Here we present some interesting findings. More insights can be found in our publications.
We classify the remote hosts accessed by our users as servers, P2P users, and unauthorized devices. While servers account for 93% of traffic, P2P hosts—77% of remote hosts—contribute only 5% of traffic but 47% of total flow duration, reflecting usage like file sharing and video calls. Unauthorized devices are observed frequently, accounting for many scanning flows.
We analyzed which organizations serve traffic to our users and found that a few major providers dominate. While Cloudflare hosts 19% of domains, it only serves 2% of traffic, suggesting those sites are smaller or less frequently visited. In contrast, Google, Amazon, and video-focused CDNs like Akamai and Fastly contribute significantly more traffic volume.

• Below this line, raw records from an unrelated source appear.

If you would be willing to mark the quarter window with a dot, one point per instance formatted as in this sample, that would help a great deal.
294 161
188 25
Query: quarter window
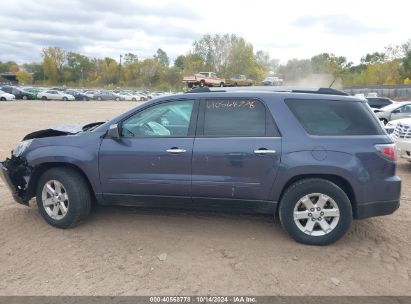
326 117
234 117
170 119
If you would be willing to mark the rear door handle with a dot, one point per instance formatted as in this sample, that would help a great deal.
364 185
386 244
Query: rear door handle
264 151
175 150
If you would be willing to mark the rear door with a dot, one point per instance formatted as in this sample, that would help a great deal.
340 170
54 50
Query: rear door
236 151
152 158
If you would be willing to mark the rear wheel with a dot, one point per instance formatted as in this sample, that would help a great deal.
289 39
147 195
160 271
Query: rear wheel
63 197
315 212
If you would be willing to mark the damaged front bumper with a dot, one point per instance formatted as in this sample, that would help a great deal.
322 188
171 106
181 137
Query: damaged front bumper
15 173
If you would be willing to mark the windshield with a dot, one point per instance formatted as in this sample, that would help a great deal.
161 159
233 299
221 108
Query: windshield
391 107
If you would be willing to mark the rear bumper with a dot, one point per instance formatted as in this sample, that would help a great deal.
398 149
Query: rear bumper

This Sankey diagram also demonstrates how traffic flows from our residential users to major service providers. For better visualization, our Sankey diagram only depicts Columbia providers and the organizations of remote hosts that account for more than 1.2% of traffic. Amazon directly peers with the university and carries 9% of user traffic. Netflix accounts for 6%, served through off-net caches hosted by NYSERNet, a regional research network. All other traffic goes through one of Columbia's providers, with much of it from/to popular clouds, CDNs, and content providers.
For each of the 100 highest volume services, we calculate the gap between the propagation delay (and distance) to its nearest server and the overall propagation delay (and distance) with each of its servers weighted by the bytes delivered and received. In this figure, we plot the CCDF of services with respect to these gaps. We find that 19% of these services have a latency gap of at least 10 ms; 11% have a distance gap of at least 10ms, meaning that their traffic travels an additional 1000 km each direction on average, compared to the closest remote host. This finding suggests that although deployments are widespread and mappings can be near optimal, a noticeable volume of traffic still flows to/from distant remote hosts. These examples indicate that the services may prioritize other measures over serving users locally or be limited by other factors.
We evaluate service popularity using four metrics: traffic volume, flow count, flow duration, and DNS activity. These metrics often highlight different top services—for instance, iCloud generates less traffic than YouTube but has three times the flow duration. We also find notable usage differences between resident types: graduate students favor YouTube, Hulu, and Instagram, while faculty and families use more Netflix, iCloud, and Playstation. These patterns show that service usage varies both by measurement method and user demographic, even within a single university community.